He shifts, giving a yawn as he pulls on his suit. He'd done that morning's check-in with base, and now he needed to do a little maintenance on the outer panels. Nothing too difficult: it was all routine work.
And he only had another three weeks before the scheduled return. He loved the work - of course he did, or he wouldn't be here - but it would be nice to be back. Back on Earth.
He looked out of one window, marvelling at the sight of the stars, of Luna in the distance. It all seemed so CLOSE up here. He carried on with his work, doing safety checks and ensuring his harness was properly in place before continuing out.
There was nothing quite like the weightlessness of space. In the pod it was normal, but somehow this felt different every time. It wasn't just the difference in gravity, it was something more. Some other-wordly sense to it, of hanging there in empty space.

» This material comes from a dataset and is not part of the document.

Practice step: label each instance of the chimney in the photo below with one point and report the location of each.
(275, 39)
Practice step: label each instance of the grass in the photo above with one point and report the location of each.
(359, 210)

He shook the thoughts from his head, turning back to the panels and carefully adjusting what he needed to. Then, it was the regular work of cleaning the panels over the cameras. There was the unfortunate issue of some pretty terrible photos on his face that those at base tended to giggle over, but it couldn't be avoided and he was used to it.

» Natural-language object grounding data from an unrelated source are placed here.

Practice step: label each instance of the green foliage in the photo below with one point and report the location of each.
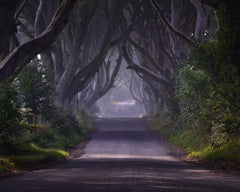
(196, 143)
(31, 155)
(12, 131)
(36, 86)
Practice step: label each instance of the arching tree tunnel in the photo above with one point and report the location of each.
(100, 35)
(175, 61)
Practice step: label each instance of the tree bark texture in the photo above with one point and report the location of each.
(24, 53)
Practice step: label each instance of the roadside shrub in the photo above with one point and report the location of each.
(12, 131)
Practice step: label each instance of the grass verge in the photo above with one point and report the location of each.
(198, 145)
(28, 157)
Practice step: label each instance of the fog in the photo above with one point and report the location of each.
(119, 102)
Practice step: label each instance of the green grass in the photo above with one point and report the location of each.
(29, 156)
(196, 143)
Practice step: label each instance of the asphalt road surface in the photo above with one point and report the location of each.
(123, 155)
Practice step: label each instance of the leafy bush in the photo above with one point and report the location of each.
(12, 131)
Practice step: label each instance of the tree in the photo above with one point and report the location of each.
(23, 54)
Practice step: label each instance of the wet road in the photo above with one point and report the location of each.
(123, 155)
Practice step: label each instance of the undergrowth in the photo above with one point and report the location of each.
(198, 144)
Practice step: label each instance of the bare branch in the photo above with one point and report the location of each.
(169, 26)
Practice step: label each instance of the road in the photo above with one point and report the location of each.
(123, 155)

He'd been told he'd get lonely, up in space, but there wasn't really a loneliness. After all, there were people at base who would appear just to tease, and he was almost constantly able to contact ground. It really wasn't so bad.
He had no idea what made him look. It was a random instinct, a whim. He'd wish he hadn't for the rest of his life.
He couldn't tell what it was, but it flared from the other side of the planet in a bloom of burning flame. Impossible, it couldn't possibly be fire. But the pulse was followed with a black and grey cloud of SOMETHING. His eyes watered as he made the effort not to blink, unable not to stare. He couldn't miss any of this, terrifying though it was. What...?
He moved back inside the pod, rapid and hurried in it. He went straight to the control panels, concentrating on not panicking as he tried to contact base.
No one answered. He got an automated response, telling him there had been an evacuation in emergency and to check back in one hour.
He waited. He got the same recorded message. Again. Twice more. Thrice.
He tried to occupy hinself, to get on with his work. If he looked down at the planet, he could still see thick blooms of black blotting out entire countries, like spillled ink on a map.
No afternoon check-in. No morning one the next day. There'd be no more ever again, he knew, but he tried on schedule all the same.
He pretended nothing had happened for the sake of his own sanity. There was no way he could just sit and wait - he needed to occupy himself somehow.
He was going to die. He knew that. He couldn't get back down to the planet without a dozen clearance controls from his base, and even if he could the planet would probably be dying around him.
Not to mentioned the no doubt corrupted atmosphere.
Eventually, he would run out of food, water, oxygen. Not soon, perhaps, but eventually.
It was all he could think about, as much as he willed himself not to. He told himself it wasn't all that different to how it'd been before, but that wasn't the case and he knew it all too well.
He was alone in space, and he was going to die without ever seeing home again.